Hottie: I saw the craziness on TV for the Lakers! They should have given you guys all the day off to 'celebrate', ya know? (even if you don't follow them, it would have been nice not to have to fight the traffic!!) Cardio definitley helps with the "slumps". Hope you get a good one in tonight!! .... LOL @ seeing Lalo around!! I bet you have! He's definitely an eye catcher!! ... You are so DEAD on when it comes to stress and weightloss/gain!! I'm so positive that has something to do with the difficultly in my losing weight, and gaining instead. I mean, I know it's my eating too, but I do think the stress is working against me/us too!

Today I bought a package of White Tea because I saw on a news segment how people who drank 3-4 cups of White Tea a day lost 4-5 lbs in a year, without even changing their eating habits! I'm such a sucker! But I love tea anyways... It can't hoit!
 
Chris, it's probably too late for you, but I just have to post and have a laugh with you about the white tea -- I'm ready to go out and try it myself!!! :D

Glad to hear Zach got all cleaned up (including the bed) -- that helps anyone's mood! Travis seems to be coming down with sore throat and nose issues -- nothing serious, just a bummer. There's supposed to be a major sleepover 10th birthday party Friday night (the birthday boy -- a friend -- is sick, too, so it may be postponed). Both my kids will be going, and Larry and I will have dinner with a friend visiting from Israel. If the kids don't go to the sleepover, they come with us.

So, I take it the Lakers won? I need to talk to my mom about it -- she's a huge fan, but we are so embroiled in family drama at the moment that there's been very little "light" talk.

Ug! I'm not in a very good space right now (family drama).

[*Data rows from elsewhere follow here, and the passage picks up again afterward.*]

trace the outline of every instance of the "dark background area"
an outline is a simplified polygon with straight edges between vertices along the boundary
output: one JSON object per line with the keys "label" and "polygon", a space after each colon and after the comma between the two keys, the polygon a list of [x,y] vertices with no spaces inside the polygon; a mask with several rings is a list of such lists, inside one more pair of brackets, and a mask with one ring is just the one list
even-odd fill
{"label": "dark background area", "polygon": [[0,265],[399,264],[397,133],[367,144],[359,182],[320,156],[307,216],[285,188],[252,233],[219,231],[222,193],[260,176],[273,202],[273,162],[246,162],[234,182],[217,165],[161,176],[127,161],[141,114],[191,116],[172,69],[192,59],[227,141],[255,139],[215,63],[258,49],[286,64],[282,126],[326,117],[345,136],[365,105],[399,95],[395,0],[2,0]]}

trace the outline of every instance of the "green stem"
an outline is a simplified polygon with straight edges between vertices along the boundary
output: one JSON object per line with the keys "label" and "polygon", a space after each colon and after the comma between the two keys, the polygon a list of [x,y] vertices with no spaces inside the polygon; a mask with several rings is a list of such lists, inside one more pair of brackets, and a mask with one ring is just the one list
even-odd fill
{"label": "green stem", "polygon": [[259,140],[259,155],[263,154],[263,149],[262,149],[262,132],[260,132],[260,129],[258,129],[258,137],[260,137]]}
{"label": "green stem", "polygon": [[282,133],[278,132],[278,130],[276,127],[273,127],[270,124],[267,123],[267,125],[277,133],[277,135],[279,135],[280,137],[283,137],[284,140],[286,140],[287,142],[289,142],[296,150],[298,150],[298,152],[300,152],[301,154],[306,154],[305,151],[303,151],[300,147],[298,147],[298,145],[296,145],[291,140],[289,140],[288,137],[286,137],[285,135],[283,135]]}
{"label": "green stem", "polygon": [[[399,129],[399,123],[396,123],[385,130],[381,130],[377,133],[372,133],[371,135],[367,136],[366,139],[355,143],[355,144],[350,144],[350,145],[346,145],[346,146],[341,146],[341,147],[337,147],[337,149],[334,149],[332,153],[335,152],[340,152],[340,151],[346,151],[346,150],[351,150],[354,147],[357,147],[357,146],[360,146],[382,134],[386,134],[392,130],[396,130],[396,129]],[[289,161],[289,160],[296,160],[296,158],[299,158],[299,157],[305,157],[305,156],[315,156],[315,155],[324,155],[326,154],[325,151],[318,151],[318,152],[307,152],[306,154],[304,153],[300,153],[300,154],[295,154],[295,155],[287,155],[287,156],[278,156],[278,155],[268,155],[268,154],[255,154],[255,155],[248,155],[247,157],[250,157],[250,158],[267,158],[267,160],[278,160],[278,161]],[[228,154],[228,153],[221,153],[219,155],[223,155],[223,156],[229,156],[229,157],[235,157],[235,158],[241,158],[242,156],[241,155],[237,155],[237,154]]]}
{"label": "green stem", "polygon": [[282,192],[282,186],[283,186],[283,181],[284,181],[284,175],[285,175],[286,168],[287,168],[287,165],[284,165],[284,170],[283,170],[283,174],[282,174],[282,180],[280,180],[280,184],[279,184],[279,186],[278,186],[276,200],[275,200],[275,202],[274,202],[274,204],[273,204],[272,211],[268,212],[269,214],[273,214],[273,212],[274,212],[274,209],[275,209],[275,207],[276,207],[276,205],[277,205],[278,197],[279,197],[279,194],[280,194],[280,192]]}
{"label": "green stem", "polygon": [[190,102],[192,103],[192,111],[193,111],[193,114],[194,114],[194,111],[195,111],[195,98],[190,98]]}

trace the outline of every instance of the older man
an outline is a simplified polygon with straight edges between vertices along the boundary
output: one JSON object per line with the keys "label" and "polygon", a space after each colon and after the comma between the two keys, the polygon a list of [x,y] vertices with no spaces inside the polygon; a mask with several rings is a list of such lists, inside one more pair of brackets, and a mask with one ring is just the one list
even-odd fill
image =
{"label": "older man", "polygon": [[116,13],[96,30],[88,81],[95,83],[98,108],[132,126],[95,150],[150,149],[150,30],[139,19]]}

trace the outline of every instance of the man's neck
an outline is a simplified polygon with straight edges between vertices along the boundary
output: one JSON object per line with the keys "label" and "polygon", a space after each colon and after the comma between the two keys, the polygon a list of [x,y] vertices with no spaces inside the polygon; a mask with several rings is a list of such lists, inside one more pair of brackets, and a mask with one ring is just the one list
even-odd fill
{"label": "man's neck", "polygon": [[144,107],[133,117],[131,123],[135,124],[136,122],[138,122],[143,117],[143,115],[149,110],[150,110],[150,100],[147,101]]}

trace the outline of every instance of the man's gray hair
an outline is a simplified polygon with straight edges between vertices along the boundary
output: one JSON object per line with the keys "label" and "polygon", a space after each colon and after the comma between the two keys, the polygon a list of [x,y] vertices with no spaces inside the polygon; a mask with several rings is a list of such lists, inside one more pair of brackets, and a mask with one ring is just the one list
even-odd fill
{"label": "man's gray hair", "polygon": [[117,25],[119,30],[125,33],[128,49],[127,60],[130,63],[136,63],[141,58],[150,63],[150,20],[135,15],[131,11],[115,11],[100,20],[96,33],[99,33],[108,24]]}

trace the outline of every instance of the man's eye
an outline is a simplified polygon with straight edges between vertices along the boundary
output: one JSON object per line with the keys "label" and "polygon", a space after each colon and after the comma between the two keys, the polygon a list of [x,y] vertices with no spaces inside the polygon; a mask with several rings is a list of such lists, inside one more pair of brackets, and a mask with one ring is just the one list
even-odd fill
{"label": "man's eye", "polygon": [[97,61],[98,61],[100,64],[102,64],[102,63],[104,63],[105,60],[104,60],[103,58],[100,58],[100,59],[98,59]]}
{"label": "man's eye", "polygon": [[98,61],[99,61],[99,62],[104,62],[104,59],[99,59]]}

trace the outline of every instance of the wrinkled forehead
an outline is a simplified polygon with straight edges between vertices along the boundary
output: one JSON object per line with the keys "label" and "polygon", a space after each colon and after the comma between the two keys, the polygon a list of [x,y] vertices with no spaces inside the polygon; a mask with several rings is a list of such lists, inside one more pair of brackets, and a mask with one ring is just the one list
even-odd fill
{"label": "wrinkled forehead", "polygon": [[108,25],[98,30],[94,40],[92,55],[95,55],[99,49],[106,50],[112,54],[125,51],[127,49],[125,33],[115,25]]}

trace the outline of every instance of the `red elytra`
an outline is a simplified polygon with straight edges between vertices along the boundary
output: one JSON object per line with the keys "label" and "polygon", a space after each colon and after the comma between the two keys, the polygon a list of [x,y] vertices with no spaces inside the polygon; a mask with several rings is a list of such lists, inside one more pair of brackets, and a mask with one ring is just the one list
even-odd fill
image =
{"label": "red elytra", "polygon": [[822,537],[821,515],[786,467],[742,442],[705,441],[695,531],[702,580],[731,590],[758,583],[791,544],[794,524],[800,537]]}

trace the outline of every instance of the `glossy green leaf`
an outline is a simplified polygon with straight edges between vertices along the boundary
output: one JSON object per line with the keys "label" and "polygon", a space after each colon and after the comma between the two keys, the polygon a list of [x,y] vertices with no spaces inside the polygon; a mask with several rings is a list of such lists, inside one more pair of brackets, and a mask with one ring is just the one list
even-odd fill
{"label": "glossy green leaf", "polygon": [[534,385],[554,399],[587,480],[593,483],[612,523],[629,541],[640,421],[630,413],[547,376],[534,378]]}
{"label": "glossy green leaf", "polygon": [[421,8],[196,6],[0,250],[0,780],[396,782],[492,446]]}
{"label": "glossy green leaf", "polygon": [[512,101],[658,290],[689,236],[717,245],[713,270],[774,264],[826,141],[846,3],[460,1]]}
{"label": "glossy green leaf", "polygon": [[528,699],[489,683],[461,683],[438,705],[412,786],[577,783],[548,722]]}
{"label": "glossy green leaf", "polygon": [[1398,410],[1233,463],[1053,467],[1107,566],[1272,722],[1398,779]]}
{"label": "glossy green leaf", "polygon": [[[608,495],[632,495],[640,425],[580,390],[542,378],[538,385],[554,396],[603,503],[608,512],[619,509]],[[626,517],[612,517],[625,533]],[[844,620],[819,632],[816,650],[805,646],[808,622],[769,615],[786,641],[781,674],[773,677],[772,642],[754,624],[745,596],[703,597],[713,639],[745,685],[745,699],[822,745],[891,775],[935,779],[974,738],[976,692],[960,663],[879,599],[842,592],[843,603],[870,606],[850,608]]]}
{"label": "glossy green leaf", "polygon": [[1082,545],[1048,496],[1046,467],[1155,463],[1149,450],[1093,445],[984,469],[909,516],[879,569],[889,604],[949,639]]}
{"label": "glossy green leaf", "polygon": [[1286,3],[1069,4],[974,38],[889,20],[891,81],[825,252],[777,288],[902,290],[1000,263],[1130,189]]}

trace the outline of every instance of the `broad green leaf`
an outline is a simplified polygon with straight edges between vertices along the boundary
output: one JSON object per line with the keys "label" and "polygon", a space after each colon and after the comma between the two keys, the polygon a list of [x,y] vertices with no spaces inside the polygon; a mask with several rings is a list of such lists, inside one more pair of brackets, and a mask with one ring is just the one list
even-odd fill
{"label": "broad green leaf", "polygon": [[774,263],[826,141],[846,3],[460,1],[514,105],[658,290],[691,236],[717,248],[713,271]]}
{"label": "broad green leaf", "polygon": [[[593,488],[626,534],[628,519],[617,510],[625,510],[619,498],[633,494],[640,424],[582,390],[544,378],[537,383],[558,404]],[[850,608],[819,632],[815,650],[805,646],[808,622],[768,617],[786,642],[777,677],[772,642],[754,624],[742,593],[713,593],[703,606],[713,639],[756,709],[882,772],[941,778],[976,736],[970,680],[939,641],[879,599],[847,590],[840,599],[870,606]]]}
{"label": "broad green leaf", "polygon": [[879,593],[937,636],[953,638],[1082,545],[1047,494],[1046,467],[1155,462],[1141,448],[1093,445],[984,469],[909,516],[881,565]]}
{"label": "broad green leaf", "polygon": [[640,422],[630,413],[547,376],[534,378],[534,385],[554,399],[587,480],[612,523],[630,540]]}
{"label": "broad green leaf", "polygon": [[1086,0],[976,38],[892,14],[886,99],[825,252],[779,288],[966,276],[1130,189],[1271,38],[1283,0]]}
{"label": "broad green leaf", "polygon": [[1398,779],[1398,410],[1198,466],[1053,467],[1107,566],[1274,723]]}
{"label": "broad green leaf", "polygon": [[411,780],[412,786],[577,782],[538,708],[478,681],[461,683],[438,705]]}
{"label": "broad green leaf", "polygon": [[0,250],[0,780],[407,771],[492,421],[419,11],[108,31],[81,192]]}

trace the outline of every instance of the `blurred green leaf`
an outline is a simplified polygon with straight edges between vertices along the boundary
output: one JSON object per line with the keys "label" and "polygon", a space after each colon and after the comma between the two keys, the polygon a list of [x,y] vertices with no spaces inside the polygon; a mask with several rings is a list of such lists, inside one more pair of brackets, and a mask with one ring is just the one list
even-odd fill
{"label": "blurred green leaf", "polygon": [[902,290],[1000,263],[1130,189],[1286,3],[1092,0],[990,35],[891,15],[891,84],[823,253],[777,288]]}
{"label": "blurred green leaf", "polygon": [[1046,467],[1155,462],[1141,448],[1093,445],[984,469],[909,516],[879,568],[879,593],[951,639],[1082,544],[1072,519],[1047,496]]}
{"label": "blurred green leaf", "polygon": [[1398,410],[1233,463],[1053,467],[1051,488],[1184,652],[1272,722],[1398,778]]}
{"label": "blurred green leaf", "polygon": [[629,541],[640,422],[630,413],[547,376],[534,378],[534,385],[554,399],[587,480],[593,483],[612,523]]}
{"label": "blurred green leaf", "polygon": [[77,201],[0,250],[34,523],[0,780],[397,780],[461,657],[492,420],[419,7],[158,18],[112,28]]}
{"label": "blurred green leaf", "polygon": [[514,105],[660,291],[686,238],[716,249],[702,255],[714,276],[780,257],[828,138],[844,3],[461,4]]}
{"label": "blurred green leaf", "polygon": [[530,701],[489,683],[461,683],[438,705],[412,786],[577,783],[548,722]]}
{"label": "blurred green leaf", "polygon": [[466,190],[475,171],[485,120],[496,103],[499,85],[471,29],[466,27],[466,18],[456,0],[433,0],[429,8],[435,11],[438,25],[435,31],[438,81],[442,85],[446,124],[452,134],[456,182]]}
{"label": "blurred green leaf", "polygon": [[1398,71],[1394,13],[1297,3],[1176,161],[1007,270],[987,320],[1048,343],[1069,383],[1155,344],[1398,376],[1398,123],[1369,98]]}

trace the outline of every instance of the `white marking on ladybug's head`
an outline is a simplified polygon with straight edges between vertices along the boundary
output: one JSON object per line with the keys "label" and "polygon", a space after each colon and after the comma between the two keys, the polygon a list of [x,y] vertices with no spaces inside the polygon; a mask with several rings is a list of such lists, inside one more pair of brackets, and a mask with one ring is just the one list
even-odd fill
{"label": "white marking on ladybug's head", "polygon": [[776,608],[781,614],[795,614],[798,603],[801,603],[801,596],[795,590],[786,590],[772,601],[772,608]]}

Just wanted to connect with you all. Hope you are all having a nice, enjoyable evening! Hottie, hope you're in a better space!

Oh Chris, I'll lay off my hamstring as best I can -- you are right. I'm thinking of doing a light cardio tomorrow, and perhaps a yoga day Friday. I have been trying to stretch quite a bit, and roll on the foam roller when I think about it (that's so boring to me!!)